Gleichzeitig betonen Ärzte jedoch, dass die Pränataldiagnostik die Zahl der Abtreibungen aus medizinischen Gründen eher habe sinken lassen. Die Gesamtzahl der Abtreibungen in Deutschland ist nach Angaben des Statistischen Bundesamtes tatsächlich zurückgegangen - und das auch im Verhältnis zu den Lebendgeborenen. 1996 waren es knapp 131.000, im Jahr 2007 etwa 117.000. Die Schwangerschaftsabbrüche nach einer medizinischen Indikation sind sogar um ein Drittel gesunken - von mehr als 4.800 vor zwölf Jahren auf gut 3.000 im vergangenen Jahr. Wo ehemals nur bei dem Verdacht auf eine Behinderung die Schwangerschaft beendet wurde, könne die moderne Medizin jetzt mehr Sicherheit geben, sagen Ärzte. "Früher wurde bei jeder Rötelnerkrankung der Frau die Schwangerschaft abgebrochen, obwohl nur etwa 20 Prozent der Ungeborenen geschädigt sind", sagt Bernhard-Joachim Hackelöer. "Heute kann durch spezielle serologische Untersuchungen und Ultraschalldiagnostik so differenziert werden, dass tatsächlich nur noch Abbrüche bei Kindern mit schweren Schädigungen erfolgen."
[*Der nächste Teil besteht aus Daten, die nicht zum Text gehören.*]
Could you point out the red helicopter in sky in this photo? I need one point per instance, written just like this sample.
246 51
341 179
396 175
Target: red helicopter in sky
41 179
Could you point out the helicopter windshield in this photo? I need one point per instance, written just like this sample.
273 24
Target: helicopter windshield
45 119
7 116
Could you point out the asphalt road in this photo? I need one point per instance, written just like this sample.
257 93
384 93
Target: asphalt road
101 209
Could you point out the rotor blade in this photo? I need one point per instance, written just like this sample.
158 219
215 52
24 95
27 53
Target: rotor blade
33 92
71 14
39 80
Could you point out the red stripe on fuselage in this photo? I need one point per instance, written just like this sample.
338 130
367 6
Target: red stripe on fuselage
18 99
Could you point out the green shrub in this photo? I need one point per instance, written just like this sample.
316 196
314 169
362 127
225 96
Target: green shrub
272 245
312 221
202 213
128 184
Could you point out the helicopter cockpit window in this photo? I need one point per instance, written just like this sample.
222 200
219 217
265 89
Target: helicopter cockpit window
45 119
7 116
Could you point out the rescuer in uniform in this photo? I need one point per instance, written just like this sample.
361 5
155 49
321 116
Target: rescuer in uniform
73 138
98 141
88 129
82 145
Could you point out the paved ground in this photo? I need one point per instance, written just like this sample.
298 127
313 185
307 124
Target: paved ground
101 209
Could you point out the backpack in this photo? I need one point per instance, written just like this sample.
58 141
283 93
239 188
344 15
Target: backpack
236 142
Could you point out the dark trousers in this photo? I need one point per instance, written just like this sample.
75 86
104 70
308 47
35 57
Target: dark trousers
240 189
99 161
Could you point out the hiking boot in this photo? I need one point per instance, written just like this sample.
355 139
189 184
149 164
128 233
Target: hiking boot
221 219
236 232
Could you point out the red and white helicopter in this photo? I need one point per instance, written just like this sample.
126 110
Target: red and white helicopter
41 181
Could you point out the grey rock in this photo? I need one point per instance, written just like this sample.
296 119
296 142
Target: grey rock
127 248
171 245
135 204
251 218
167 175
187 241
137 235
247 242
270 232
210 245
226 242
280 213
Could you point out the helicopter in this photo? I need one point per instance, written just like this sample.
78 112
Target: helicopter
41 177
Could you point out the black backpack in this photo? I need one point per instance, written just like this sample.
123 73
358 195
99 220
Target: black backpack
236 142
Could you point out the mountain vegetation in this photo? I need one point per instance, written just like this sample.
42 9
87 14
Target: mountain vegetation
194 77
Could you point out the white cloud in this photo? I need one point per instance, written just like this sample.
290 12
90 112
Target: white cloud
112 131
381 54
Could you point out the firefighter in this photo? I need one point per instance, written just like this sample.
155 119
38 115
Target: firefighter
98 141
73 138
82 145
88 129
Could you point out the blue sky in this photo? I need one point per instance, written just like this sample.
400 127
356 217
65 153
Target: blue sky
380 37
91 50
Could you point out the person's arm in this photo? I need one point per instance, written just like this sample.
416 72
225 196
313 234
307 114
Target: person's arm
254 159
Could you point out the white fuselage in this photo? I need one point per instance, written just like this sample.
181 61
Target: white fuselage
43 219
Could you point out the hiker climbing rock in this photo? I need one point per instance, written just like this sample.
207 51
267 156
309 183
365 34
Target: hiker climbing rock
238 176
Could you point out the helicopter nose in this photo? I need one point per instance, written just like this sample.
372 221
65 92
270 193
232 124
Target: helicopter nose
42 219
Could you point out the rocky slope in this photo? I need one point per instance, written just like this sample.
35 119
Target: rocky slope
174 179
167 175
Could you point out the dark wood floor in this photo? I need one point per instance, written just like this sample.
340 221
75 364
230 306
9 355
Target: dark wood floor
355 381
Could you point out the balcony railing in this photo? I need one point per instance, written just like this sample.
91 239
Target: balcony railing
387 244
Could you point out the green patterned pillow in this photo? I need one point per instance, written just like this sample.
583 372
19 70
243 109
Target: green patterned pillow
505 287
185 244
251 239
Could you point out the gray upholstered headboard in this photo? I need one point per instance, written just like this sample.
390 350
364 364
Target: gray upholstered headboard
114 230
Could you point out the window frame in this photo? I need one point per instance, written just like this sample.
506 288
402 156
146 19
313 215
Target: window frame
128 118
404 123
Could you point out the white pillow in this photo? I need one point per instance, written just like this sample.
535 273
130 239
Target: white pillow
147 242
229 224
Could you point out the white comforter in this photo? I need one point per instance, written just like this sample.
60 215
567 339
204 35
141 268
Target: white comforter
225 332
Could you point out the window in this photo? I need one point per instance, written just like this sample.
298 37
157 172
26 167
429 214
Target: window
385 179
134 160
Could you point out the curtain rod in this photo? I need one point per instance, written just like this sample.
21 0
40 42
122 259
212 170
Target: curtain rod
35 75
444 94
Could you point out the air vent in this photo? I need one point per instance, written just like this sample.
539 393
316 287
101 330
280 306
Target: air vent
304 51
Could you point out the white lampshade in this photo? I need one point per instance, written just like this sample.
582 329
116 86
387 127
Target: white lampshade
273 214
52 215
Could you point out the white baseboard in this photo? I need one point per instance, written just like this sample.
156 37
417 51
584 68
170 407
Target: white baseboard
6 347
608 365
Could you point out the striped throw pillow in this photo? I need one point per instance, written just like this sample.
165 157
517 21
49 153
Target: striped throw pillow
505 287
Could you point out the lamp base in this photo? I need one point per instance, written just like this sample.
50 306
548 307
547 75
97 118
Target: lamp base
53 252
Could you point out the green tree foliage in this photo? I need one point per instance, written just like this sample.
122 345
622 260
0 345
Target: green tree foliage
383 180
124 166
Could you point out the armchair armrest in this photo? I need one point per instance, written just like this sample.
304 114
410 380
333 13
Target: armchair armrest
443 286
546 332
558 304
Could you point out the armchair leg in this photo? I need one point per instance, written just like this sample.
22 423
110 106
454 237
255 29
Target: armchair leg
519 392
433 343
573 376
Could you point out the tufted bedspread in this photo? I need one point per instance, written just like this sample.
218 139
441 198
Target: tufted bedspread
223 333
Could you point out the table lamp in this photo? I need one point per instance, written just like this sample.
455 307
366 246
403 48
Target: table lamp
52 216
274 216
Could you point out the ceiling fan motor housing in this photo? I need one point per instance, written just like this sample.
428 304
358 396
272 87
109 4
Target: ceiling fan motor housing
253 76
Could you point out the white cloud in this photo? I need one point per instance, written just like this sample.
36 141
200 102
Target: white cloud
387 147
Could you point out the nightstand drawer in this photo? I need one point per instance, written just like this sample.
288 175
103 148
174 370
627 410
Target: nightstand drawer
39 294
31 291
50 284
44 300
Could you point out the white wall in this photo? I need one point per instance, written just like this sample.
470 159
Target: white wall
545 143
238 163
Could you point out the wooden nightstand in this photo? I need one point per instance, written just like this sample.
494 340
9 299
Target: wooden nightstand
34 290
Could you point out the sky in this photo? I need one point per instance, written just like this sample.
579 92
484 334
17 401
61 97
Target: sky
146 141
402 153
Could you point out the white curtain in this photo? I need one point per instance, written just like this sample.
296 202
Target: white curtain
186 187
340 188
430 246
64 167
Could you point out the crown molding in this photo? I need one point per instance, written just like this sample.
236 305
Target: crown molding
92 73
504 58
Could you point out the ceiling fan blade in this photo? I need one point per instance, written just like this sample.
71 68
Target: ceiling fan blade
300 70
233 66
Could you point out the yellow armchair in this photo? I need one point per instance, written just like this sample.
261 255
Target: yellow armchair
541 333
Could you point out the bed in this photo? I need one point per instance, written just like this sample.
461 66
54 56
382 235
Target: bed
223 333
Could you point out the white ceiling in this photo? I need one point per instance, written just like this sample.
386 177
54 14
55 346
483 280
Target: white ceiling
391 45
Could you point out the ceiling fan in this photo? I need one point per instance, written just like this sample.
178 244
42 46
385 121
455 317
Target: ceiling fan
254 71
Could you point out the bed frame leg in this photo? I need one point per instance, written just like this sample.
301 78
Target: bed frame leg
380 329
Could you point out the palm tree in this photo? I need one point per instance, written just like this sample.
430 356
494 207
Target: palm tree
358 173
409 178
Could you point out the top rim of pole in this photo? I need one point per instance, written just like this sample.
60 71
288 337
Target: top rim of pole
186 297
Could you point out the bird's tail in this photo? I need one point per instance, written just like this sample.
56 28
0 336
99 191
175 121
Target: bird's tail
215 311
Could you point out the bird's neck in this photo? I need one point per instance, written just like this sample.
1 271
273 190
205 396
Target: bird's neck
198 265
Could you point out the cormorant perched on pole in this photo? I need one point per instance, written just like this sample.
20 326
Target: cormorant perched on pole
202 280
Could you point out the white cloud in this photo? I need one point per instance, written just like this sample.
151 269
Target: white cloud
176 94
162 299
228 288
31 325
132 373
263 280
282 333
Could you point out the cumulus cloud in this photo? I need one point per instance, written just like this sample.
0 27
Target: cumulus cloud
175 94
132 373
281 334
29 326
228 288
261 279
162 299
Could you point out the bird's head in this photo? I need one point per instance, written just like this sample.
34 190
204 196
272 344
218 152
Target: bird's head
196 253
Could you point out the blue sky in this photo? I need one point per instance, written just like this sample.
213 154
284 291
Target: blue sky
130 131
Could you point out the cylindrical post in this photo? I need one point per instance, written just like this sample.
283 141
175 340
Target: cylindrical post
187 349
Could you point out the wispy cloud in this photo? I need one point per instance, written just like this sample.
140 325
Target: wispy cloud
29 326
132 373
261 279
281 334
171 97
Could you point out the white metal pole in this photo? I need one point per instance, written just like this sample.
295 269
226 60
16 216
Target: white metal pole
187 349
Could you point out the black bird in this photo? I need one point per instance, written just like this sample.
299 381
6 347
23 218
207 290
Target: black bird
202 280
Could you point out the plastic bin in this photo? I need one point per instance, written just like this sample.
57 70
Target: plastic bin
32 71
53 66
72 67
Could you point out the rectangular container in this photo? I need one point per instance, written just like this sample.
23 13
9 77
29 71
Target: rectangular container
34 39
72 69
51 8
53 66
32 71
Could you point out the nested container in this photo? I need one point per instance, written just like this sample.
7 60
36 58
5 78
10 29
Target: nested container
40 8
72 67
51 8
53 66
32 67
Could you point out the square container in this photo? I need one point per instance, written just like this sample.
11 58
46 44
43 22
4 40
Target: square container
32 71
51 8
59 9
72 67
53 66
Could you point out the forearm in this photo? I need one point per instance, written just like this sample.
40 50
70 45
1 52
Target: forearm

Tiemo Grimm, Humangenetiker an der Universität Würzburg, bestätigt. "Ich habe es in meiner fast 30-jährigen Erfahrung noch nicht erlebt, dass eine Frau ihr Kind wegen geringer Auffälligkeiten einfach abgetrieben hätte. Das sind Wunschkinder, da fällt eine Abtreibung niemals leicht."
Die Autorin arbeitet als Wissenschaftsjournalistin in Berlin.